Огромная крыша рынка не мешала витрине его лавки купаться в солнце; дома вокруг были такими же низкими, как и у него, если не считать другой стороны Буржской улицы, где возвышалась церковь Сент-Сесиль.
Он мог назвать по имени всех соседей, различал их голоса; когда его видели на пороге дома или он входил к Ле Буку, ему бросали:
— Привет, господин Иона!
Это была его вселенная, и он замкнулся в ней; но однажды туда, покачивая бедрами и неся с собой запах подмышек, вошла Джина.
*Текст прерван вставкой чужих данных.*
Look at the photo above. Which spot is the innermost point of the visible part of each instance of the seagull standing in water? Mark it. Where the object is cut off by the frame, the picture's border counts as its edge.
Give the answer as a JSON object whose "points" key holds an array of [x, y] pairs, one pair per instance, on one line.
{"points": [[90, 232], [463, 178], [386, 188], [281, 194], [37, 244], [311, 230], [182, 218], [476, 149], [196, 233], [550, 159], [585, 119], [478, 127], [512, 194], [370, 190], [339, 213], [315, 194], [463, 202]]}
Она его бросила, и у него кружилась голова.
4. Визит Фредо
В этот день осложнения еще не начались, но Иона уже чувствовал себя больным. По счастью, после полудня посетителей в лавке было много; пришел и г-н Лежандр, бывший начальник поезда: прочитывая одну-две книги в день, он менял сразу по несколько штук и всегда оставался поболтать. Он курил пеньковую трубку, хрипло булькавшую при каждой затяжке; указательный палец был у него золотисто-коричневый из-за привычки уминать им тлеющий табак. Он не был ни вдов, ни холост.
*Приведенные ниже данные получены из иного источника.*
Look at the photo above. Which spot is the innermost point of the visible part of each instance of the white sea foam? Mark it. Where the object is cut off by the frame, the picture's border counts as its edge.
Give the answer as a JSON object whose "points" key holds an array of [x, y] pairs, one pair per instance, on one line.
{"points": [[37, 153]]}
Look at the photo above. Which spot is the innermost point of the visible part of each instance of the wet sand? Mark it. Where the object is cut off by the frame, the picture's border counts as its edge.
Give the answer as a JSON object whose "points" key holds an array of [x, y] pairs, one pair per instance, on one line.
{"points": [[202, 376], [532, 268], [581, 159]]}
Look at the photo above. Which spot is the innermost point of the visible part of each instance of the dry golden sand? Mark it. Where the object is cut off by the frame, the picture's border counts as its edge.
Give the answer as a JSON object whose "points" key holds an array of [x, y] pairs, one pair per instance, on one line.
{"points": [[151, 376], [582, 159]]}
Его жена, низенькая, тощая, в черной шляпке, трижды в неделю ходила на рынок и у каждого прилавка торговалась из-за пучка лука-порея. На этот раз г-н Лежандр просидел около часа. Дверь в лавку была открыта. В тени рыночной крыши асфальт, окаченный струями воды, сох медленно, и на нем оставались мокрые пятна; был четверг, и ватага ребятишек завладела площадью, играя в ковбоев. Несколько раз посетители прерывали пенсионера, и он, выждав, пока Иона их обслужит, продолжал точно с того места, где остановился.
— Я говорил, что…
В семь вечера Иона не решился запереть дверь и пойти обедать к Пепито: ему казалось, что он должен это сделать, но смелости не хватало. Он предпочел купить яиц в молочной Кутеля; как он и ожидал, г-жа Кутель осведомилась:
— Джины нет?
— Уехала в Бурж, — неуверенно ответил он.
Иона стал готовить омлет. Занявшись делом, он почувствовал себя лучше. Движения его были точно выверены. Уже опрокинув взбитые яйца на сковородку, он, как в полдень, когда не устоял перед яблочным пирогом, дал волю чревоугодию и срезал несколько перышек зеленого лука, росшего в ящике за окном.
Не следует ли ему, коль скоро Джина уехала, быть равнодушным к еде? Он выставил на стол масло, хлеб, кофе, развернул салфетку и медленно съел ужин, не думая, казалось, ни о чем. Где-то — вероятно, в военных мемуарах — он прочел, что при самых тяжелых ранениях бывают периоды, когда люди не чувствуют боли: иногда они даже не сразу замечают, если к ним прикасаются.
С Ионой было немного иначе. Он не испытывал ни острой боли, ни отчаяния. Скорее, ощущал в себе пустоту. Потерю равновесия. Кухня, которая ничуть не изменилась, представилась ему не то чтобы чужой, а безжизненной, расплывчатой, словно он смотрел на нее без очков. В этот вечер он не плакал, не вздыхал, как накануне. Съев банан, купленный еще Джиной, он вымыл посуду, подмел кухню и вышел на порог посмотреть на заходящее солнце. Там он не задержался: его соседи, бакалейщики Шены, вынесли стулья на улицу и негромко беседовали с мясником, составившим им компанию.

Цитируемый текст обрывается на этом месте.